Apesar de ser indicado pelo ministro da Casa Civil, novo presidente do Senado, Davi Alcolumbre (DEM-AP), deve enfrentar dificuldades para aprovar projetos como a reforma da Previdência, considerada essencial pelo governo federal

Agência Estado contato@jornaldezminutos.com.br

A eleição de Davi Alcolumbre (DEM-AP) para a presidência do Senado representa uma vitória do governo de Jair Bolsonaro e, mais ainda, do ministro da Casa Civil, Onyx Lorenzoni. Alcolumbre ganhou a queda de braço com o senador Renan Calheiros (MDB-AL). Mesmo assim, o Palácio do Planalto sai com escoriações do confronto e pode enfrentar dificuldades para aprovar projetos na Casa, como a reforma da Previdência, considerada essencial para o equilíbrio das contas públicas.
Articulador político do Planalto, Onyx interferiu na disputa ao apoiar Alcolumbre e articular uma frente para derrotar Renan, que renunciou à candidatura quando viu que iria perder o jogo após 12 senadores terem votado. Investigado pela Lava Jato, Renan teve apenas cinco votos e o senador do DEM, 42 de um total de 77.

Em uma sessão de quase nove horas, marcada por xingamentos, bate-boca e até denúncia de fraude, Alcolumbre foi eleito para um mandato de dois anos, até janeiro de 2021. É a primeira vez que o DEM comanda as presidências da Câmara e do Senado.

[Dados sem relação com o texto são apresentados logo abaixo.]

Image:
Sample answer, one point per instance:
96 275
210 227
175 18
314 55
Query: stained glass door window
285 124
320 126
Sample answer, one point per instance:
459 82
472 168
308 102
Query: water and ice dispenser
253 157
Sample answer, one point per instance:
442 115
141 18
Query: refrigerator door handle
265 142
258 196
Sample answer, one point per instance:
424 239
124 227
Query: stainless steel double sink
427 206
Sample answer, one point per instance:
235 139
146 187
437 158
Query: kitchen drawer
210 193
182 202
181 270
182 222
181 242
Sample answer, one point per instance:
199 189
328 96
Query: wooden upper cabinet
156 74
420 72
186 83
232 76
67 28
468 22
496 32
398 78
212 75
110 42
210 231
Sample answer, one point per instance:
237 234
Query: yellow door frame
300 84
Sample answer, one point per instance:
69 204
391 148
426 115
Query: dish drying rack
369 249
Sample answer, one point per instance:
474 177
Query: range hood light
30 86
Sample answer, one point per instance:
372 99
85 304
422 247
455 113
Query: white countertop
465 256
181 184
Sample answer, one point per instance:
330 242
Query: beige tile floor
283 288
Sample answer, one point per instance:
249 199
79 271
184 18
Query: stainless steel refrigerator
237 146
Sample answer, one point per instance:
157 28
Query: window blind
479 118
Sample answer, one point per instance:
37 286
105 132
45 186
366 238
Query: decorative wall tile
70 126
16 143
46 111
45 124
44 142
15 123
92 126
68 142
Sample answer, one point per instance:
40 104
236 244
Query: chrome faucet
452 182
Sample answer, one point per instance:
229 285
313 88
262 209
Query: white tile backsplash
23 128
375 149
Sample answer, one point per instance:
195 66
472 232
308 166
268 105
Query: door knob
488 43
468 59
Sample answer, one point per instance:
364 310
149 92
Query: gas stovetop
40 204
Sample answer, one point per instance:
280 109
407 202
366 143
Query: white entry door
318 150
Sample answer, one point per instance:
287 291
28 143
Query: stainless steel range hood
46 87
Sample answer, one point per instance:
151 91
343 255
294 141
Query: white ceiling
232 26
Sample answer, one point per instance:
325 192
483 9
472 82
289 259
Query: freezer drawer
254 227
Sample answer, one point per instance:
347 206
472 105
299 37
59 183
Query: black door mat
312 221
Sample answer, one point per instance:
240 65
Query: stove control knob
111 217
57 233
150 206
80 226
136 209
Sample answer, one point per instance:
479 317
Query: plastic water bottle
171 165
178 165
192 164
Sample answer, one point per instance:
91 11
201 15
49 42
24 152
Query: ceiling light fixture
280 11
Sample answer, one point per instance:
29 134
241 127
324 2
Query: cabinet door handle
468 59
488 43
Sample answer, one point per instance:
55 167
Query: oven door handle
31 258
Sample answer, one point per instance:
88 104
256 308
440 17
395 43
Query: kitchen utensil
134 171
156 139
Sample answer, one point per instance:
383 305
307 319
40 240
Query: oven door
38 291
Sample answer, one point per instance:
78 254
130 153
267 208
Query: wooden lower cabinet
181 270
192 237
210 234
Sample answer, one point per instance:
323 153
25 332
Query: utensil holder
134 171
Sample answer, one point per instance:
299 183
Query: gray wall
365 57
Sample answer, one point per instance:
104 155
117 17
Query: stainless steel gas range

Reconduzido ao cargo na sexta-feira, o deputado Rodrigo Maia também é do DEM, mas venceu a eleição na Câmara sem a ajuda do Planalto. Onyx não queria a candidatura de Maia, mas teve de aceitá-la porque o deputado conseguiu angariar apoio da esquerda à direita, incluindo o do PSL, partido de Bolsonaro. Quarta bancada do Senado, com apenas seis integrantes, o DEM também comanda três ministérios (Casa Civil, Agricultura e Saúde).

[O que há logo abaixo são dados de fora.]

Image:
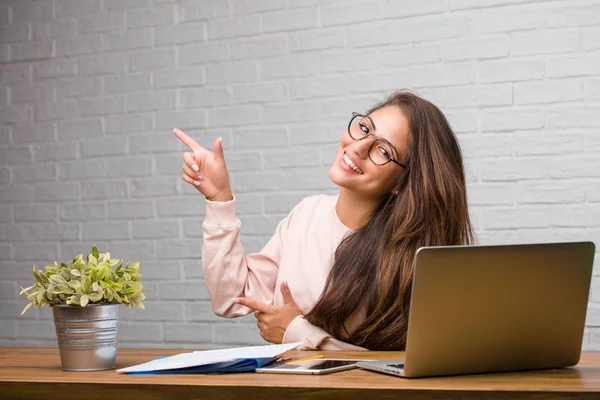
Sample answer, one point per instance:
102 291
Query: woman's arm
228 272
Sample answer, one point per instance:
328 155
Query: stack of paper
240 359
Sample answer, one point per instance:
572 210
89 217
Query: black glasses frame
375 138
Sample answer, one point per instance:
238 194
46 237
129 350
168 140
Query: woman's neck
354 210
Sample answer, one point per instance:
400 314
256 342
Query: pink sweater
300 252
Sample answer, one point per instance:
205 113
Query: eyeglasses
380 150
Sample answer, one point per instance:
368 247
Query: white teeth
348 161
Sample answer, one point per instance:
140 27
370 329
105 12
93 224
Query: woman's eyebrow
372 123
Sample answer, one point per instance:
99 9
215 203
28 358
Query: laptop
481 309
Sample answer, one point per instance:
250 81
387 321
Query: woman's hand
273 320
206 170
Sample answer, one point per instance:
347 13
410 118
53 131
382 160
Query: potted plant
85 298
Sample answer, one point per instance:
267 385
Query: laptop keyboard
396 365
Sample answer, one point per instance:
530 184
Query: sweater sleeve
228 272
313 337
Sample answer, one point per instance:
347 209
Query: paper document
213 361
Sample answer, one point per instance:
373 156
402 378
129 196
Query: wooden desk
34 373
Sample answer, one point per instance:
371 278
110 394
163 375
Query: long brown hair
373 267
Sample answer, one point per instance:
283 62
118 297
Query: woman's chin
340 177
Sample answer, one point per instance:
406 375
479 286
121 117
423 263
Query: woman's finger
190 159
190 180
261 325
188 141
191 173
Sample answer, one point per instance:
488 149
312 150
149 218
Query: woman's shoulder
317 201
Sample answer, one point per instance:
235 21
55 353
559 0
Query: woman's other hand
273 320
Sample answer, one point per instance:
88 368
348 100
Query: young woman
337 273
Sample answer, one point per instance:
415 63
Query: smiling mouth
351 164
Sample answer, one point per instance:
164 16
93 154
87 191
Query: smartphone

Até mesmo aliados do presidente Bolsonaro admitem, nos bastidores, que o empenho de Onyx em derrotar o experiente Renan terá impacto sobre votações de interesse do governo. Enquanto Renan tem interlocutores em todos os partidos, Alcolumbre – um representante do baixo clero – poderá ter problemas para negociar com a oposição. Além disso, ninguém duvida de que o senador alagoano dará o troco no Planalto.

‘Racha’
Ao medir forças com Renan e dar estocadas em Maia, Onyx desagradou ao ministro da Economia, Paulo Guedes. A equipe econômica sempre avaliou que Maia e Renan teriam mais pulso para conduzir votações estratégicas no Congresso, principalmente a reforma da Previdência, um tema árido que enfrenta resistências e requer o aval de 308 votos na Câmara e 49 no Senado, em duas votações. Além disso, a proposta de mudanças na aposentadoria planejada por Onyx é mais suave do que a de Guedes.
“Espero e confio que possamos entregar essa Casa, ao fim deste biênio, com o País retomando os trilhos do desenvolvimento e da prosperidade, enfrentando as reformas complexas que, com urgência nosso País reclama, com um Legislativo forte e reabilitado com a cidadania, que não se curve à intromissão amesquinhada do Poder Judiciário ou de qualquer outro poder”, disse Alcolumbre após o triunfo.